Depth from a single photo, no stereo rig required
A 2016 paper that still gets cited: predict depth maps from plain RGB using fully convolutional ResNets, with pretrained weights for indoor and outdoor scenes.

What it does
Feed it one ordinary photograph and it estimates how far away each pixel is. The repo ships trained models for two benchmarks—NYU Depth v2 for indoor scenes and Make3D for outdoor—plus a one-liner python predict.py to run inference on your own images.
The interesting bit
The authors treat upsampling as a residual learning problem, not an afterthought.

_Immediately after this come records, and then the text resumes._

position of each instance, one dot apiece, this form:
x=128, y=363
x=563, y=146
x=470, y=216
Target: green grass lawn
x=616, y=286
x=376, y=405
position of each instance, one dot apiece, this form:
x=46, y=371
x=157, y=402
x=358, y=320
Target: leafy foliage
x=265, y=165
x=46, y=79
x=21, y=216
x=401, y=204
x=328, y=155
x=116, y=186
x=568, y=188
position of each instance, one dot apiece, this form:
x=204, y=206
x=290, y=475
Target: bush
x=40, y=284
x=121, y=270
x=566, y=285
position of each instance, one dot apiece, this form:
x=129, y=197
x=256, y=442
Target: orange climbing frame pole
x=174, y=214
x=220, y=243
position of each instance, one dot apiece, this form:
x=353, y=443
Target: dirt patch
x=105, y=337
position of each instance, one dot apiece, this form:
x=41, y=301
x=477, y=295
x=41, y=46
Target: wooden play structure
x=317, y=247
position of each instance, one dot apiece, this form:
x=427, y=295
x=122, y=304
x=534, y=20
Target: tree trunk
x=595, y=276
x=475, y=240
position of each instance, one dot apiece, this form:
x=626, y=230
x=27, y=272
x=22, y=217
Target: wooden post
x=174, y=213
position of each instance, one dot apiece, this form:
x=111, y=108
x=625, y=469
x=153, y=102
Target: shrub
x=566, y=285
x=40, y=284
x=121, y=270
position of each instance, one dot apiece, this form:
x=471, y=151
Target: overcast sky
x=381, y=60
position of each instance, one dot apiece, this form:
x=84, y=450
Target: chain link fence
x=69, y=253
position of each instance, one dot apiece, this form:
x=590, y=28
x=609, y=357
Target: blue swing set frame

They interleave feature maps instead of using slower deconvolution variants, which in 2016 was enough to beat Eigen & Fergus on NYU by a healthy margin (relative error 0.127 vs 0.158). The TensorFlow port was built by converting Caffe weights with ethereon’s tool—so this is also a snapshot of how research code migrated ecosystems mid-decade.
Key highlights
- Pretrained ResNet-UpProj models in both MatConvNet and TensorFlow formats
- One-command inference via
predict.pywith a.ckptcheckpoint - Evaluation scripts auto-download test data and models (budget ~5 GB disk)
- Quantitative results reported against contemporary CVPR/ICCV methods
- BSD-licensed, with a ready-made BibTeX entry
Caveats
- The Make3D TensorFlow model is marked “(soon)” and, per the README, still is
- MatConvNet path must be hand-edited in
.mfiles before evaluation runs - Code targets 2016-era TensorFlow and MatConvNet 1.0-beta20; modern environments may need coaxing
Verdict
Worth a look if you need a baseline depth predictor or are studying how early FCN papers handled upsampling. Skip it if you want training code, real-time performance, or native PyTorch—the repo is inference-only and the frameworks show their age.